Les débats se suivent et se ressemblent

Dans la lassitude qui gagne, la succession de débats répétitifs ajoute un ennui à tant d’autres. Le débat qui avait lieu hier soir entre candidats républicains l’a encore montré. Qui écoute encore sept personnalités, dont les désaccords sont connus, échanger de façon mécanique leurs divergences de vue sur les mêmes dossiers ?
On pourrait s’en amuser si l’effet induit par cette sorte de rituel n’était pas à l’exact opposé des intentions affichées.
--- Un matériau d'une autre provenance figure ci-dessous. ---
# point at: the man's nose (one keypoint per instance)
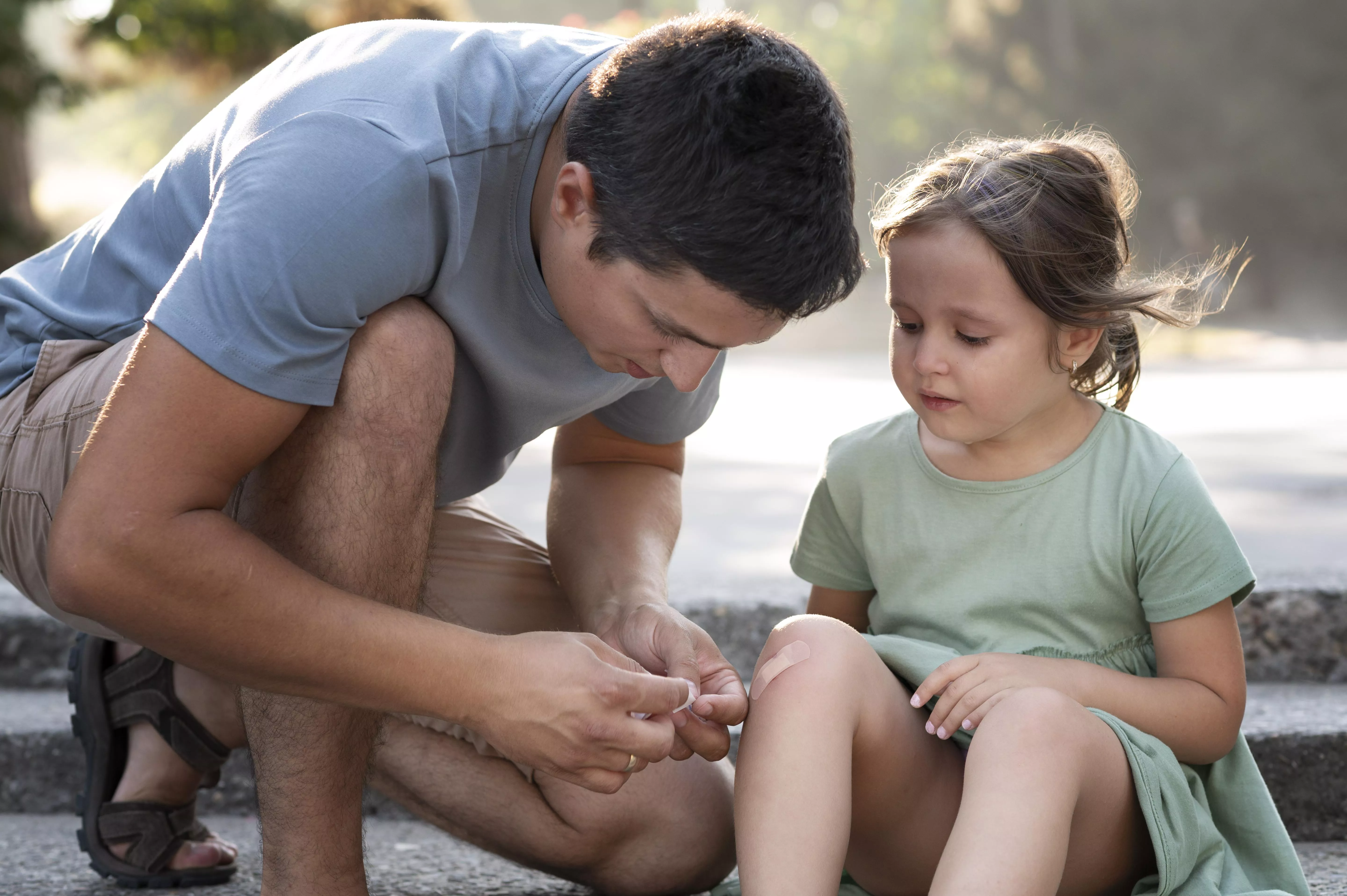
(686, 366)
Dans la pratique, on peine à croire que la famille républicaine puisse avoir encore des débats sereins dans les années à venir, notamment en présence de Nicolas Sarkozy. Sur le fond, il est quand même compliqué de comprendre que des gens qui appartiennent au même parti et se fréquentent depuis tant d’années aient encore besoin de débats aussi longs pour convaincre.
Les Républicains ne vendront pas de rêve
Une chose est sûre à l’issue du débat : le candidat républicain, s’il est élu à l’Élysée, ne rasera pas complètement gratis. Dans tous les cas, il promet une curée dans les effectifs de la fonction publique. Même Juppé supprimerait 300.000 fonctionnaires.
Nul ne sait si ces promesses seront tenues, mais un fait marque les esprits. Les Républicains n’ont pas vendu de rêve et ont eu à cœur de chiffrer leur programme. Certains ont même pondu des encyclopédies sur le sujet, comme Bruno Le Maire, qui devrait se prendre une veste. Tout ça pour ça ! dommage pour ceux qui ont passé des nuits à tenir la plume.
On verra en mai si la tactique de la vérité (partielle, forcément, dans ce genre d’exercice) est payante.
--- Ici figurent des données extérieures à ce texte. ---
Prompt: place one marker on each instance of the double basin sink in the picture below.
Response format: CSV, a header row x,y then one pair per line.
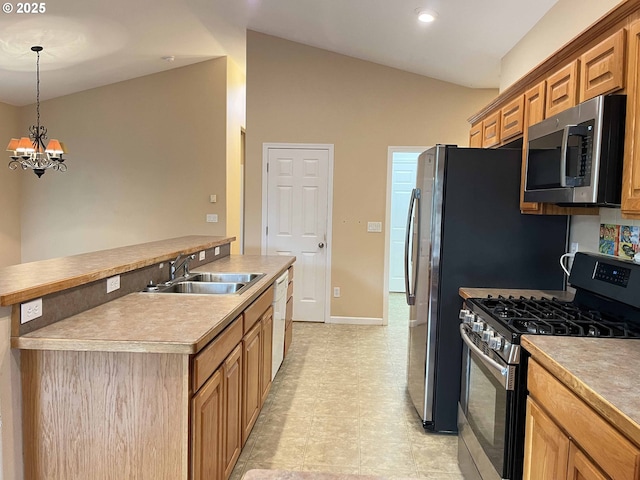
x,y
208,283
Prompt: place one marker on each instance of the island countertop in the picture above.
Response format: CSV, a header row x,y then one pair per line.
x,y
601,371
25,281
158,322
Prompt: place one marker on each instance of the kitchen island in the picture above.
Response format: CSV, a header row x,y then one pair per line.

Macron se différencie en vendant du rêve

Quelques heures avant le débat des Républicains, BFM TV retransmettait en direct le meeting de Macron à Marseille. Façon caucus américaine, Macron a prononcé un discours plein de promesses, aux antipodes de la technique en vigueur chez les Républicains. Ici, on vend du rêve et de l’optimisme, pas du sang, de la sueur et des larmes. La tactique sera-t-elle payante ?
Macron a quand même quelques épées de Damoclès au-dessus de la tête, notamment sur ses relations avec les milieux d’affaires qui font sa campagne. Pour l’instant, il joue l’homme libre révolté contre le système. Combien de temps durera cette imposture ?
Celui qu’il faudra sans doute pour l’obliger à chiffrer son programme et à dire clairement qui paiera pour qui, sans effet de manche inutile.


La démocratie fatiguée

Reste que la démocratie sortira sans doute très fatiguée de cet exercice où le citoyen se transforme en spectateur hyperactif d’un déluge rhétorique où tout et son contraire lui sont promis. On aurait voulu non pas banaliser, mais rendre insignifiante la parole politique, qu’on ne s’y serait pas pris autrement.

Réflexion faite, à l’issue de ce premier cycle de primaire généralisée, on comprend mieux pourquoi les Américains votent peu le jour du scrutin.